Kejadian tragis ini menjadi perhatian serius berbagai pihak, termasuk kalangan akademisi kedokteran di Indonesia. Kematian dokter muda ini menambah daftar panjang duka yang menyelimuti dunia kesehatan dalam beberapa waktu terakhir.
Guru Besar Ilmu Kedokteran, Prof. Tjandra Yoga Aditama, menyuarakan rasa dukacita yang mendalam atas peristiwa yang menimpa dr. Icha. Beliau menyoroti bahwa berita ini sangat menyedihkan bagi komunitas medis secara keseluruhan.
Hal ini diperparah dengan fakta bahwa dunia kedokteran baru saja berduka atas meninggalnya empat dokter dalam status internship di berbagai daerah sepanjang tahun tersebut. Rentetan duka ini menimbulkan pertanyaan besar mengenai kondisi kerja para dokter.
"Sedihnya, belum hilang duka cita kita maka hari-hari ini berbagai media massa kembali menuliskan tentang meninggalnya seorang dokter, dr Icha," kata Prof Tjandra dalam keterangan tertulis yang disampaikannya pada hari Minggu, 28 Juni 2026.

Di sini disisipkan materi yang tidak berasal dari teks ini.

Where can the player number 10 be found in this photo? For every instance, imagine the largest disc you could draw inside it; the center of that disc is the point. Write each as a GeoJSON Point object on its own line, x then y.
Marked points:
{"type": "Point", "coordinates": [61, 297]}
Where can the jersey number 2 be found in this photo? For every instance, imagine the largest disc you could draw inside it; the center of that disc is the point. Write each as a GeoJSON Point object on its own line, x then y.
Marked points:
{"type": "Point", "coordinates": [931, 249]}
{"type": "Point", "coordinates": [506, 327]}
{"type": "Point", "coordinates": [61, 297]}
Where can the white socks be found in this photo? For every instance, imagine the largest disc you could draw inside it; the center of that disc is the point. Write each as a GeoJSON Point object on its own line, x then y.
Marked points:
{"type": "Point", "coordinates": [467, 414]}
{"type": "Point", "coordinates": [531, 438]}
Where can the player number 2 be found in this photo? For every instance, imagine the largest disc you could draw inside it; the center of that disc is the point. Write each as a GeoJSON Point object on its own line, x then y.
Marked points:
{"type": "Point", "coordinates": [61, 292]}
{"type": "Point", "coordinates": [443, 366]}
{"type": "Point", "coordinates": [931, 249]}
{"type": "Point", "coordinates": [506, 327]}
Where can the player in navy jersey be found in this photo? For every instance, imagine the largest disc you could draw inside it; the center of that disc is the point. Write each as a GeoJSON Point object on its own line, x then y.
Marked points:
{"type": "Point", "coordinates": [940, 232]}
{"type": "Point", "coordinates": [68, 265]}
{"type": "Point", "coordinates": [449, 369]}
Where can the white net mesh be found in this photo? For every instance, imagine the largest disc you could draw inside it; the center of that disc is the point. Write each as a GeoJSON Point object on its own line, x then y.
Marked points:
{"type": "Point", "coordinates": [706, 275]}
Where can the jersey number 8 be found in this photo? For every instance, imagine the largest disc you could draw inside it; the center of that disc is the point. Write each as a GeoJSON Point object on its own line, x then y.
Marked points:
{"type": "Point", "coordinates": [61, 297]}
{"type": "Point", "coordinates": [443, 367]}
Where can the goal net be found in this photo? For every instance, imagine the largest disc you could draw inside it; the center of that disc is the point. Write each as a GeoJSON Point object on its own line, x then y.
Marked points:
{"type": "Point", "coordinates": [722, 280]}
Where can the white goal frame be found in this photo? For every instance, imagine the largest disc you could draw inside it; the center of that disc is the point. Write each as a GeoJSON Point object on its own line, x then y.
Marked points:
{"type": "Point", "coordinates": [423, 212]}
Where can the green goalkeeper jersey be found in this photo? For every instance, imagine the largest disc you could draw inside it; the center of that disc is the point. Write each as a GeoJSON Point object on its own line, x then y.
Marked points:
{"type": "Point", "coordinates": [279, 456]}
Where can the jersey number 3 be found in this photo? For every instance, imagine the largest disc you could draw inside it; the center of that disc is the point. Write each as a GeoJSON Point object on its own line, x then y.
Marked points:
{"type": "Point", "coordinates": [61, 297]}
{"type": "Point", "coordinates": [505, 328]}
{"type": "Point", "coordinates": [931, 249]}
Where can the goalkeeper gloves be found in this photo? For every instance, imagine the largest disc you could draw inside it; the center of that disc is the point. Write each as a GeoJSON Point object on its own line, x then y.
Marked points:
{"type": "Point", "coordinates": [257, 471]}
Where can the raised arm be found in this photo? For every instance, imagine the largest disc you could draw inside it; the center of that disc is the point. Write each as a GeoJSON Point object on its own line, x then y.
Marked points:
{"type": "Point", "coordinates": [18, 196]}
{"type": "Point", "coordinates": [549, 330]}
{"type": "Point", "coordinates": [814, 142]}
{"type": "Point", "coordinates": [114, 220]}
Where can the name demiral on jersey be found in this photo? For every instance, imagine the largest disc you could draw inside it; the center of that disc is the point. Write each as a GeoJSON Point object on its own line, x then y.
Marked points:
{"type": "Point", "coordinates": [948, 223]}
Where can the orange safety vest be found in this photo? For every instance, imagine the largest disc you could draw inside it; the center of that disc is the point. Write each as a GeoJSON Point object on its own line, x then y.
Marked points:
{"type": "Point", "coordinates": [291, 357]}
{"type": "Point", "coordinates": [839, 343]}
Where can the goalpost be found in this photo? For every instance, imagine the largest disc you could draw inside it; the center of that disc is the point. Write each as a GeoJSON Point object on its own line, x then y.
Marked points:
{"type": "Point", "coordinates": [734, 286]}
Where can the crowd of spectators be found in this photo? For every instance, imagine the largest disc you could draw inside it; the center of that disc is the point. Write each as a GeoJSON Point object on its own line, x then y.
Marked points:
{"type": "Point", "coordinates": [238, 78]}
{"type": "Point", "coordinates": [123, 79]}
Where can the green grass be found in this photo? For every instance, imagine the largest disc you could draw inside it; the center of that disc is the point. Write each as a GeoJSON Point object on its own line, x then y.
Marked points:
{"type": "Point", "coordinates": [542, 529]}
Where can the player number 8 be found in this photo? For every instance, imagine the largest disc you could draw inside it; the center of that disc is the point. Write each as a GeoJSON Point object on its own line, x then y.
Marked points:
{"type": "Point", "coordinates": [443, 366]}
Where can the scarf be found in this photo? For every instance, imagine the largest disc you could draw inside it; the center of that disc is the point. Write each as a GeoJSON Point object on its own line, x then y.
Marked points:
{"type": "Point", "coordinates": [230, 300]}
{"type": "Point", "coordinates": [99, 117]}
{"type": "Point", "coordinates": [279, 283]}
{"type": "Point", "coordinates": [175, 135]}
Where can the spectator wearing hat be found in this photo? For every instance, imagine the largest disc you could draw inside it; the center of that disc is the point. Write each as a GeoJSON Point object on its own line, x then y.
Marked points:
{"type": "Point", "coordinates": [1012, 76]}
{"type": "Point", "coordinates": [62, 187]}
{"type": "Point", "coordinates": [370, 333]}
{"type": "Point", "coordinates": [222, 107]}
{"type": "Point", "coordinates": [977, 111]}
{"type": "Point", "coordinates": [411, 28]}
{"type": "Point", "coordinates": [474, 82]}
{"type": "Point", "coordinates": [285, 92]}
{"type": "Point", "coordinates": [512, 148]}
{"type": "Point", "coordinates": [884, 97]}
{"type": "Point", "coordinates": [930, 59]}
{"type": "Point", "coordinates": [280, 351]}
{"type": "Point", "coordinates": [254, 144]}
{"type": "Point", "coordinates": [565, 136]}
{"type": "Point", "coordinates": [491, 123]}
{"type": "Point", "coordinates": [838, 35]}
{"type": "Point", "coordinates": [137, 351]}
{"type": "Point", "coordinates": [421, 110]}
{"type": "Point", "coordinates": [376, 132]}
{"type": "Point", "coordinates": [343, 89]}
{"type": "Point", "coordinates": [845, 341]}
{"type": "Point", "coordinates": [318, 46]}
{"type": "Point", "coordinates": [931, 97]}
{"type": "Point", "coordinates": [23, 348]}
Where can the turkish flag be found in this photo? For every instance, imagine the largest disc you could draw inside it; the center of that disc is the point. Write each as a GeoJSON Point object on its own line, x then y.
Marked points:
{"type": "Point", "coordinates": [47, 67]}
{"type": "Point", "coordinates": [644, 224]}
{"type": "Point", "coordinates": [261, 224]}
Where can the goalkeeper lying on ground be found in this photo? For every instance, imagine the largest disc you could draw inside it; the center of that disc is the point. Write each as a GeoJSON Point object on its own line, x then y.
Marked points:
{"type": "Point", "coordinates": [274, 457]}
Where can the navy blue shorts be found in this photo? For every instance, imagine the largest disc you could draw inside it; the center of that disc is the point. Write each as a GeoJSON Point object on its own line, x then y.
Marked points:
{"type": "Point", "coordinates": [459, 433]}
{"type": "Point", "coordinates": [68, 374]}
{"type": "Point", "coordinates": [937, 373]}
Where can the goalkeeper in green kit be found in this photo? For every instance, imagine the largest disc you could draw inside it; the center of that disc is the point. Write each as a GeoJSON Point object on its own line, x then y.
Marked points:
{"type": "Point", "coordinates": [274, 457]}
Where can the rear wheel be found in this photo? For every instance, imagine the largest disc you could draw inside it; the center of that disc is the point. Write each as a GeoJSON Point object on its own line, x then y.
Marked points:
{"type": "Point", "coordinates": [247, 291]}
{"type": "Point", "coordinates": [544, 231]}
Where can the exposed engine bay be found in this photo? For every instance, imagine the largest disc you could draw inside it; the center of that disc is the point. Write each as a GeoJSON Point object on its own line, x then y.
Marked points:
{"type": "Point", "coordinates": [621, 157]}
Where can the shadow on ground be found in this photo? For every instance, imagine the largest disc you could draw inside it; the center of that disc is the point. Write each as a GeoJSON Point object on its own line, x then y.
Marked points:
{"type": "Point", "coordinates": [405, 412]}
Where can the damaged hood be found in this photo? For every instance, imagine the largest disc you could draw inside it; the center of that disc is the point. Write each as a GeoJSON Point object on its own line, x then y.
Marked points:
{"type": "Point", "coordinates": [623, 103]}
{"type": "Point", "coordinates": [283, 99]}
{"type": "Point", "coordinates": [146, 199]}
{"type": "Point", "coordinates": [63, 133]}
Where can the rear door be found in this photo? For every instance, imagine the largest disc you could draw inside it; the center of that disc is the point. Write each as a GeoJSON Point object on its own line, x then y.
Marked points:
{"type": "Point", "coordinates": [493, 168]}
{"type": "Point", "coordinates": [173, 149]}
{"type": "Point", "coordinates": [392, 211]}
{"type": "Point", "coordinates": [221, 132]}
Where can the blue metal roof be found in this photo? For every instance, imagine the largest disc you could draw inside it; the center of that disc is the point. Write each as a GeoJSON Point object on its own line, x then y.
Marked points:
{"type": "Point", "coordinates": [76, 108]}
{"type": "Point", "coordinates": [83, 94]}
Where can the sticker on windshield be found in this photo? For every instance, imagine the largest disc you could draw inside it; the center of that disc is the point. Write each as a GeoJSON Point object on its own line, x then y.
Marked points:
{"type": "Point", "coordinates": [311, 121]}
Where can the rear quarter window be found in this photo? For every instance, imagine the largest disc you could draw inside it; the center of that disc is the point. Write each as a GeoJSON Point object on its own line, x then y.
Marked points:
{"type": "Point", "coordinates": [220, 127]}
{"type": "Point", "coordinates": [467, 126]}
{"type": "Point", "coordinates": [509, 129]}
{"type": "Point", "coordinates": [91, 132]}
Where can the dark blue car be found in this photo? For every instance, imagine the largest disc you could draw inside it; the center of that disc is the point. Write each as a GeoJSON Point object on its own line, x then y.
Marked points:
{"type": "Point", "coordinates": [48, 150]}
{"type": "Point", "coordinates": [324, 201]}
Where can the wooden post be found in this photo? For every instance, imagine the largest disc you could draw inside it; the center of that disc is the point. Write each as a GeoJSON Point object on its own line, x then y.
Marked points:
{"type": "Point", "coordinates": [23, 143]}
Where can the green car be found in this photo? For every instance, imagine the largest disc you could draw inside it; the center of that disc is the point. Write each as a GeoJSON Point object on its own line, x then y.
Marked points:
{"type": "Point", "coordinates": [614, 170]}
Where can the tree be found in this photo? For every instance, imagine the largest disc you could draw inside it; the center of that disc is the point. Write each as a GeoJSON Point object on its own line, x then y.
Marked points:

Kematian dr. Icha secara spesifik terjadi setelah ia menangani kasus darurat seorang pasien anak yang tergigit ular berbisa. Dugaan adanya intimidasi yang menyertai penanganan kasus tersebut menjadi titik fokus utama dalam pembahasan isu keselamatan kerja dokter.
Lokasi kejadian di NTT, khususnya di Rumah Sakit Leona Kefamenanu, kini menjadi sorotan dalam konteks penegakan perlindungan bagi tenaga kesehatan yang bekerja di daerah. Insiden ini menekankan tantangan yang dihadapi dokter di garda terdepan pelayanan kesehatan.
Dikutip dari berbagai sumber, penanganan pasien dengan kasus gigitan ular seringkali memerlukan penanganan cepat dan tepat, dan tekanan dari pihak luar dapat mengganggu profesionalisme tenaga medis. Kejadian ini menjadi momentum penting untuk evaluasi sistem perlindungan dokter.
Prof. Tjandra Yoga Aditama menyampaikan keprihatinannya secara langsung melalui pernyataan tertulis tersebut, menekankan bahwa tragedi ini terjadi di tengah suasana kesedihan yang belum usai akibat kematian rekan sejawat sebelumnya.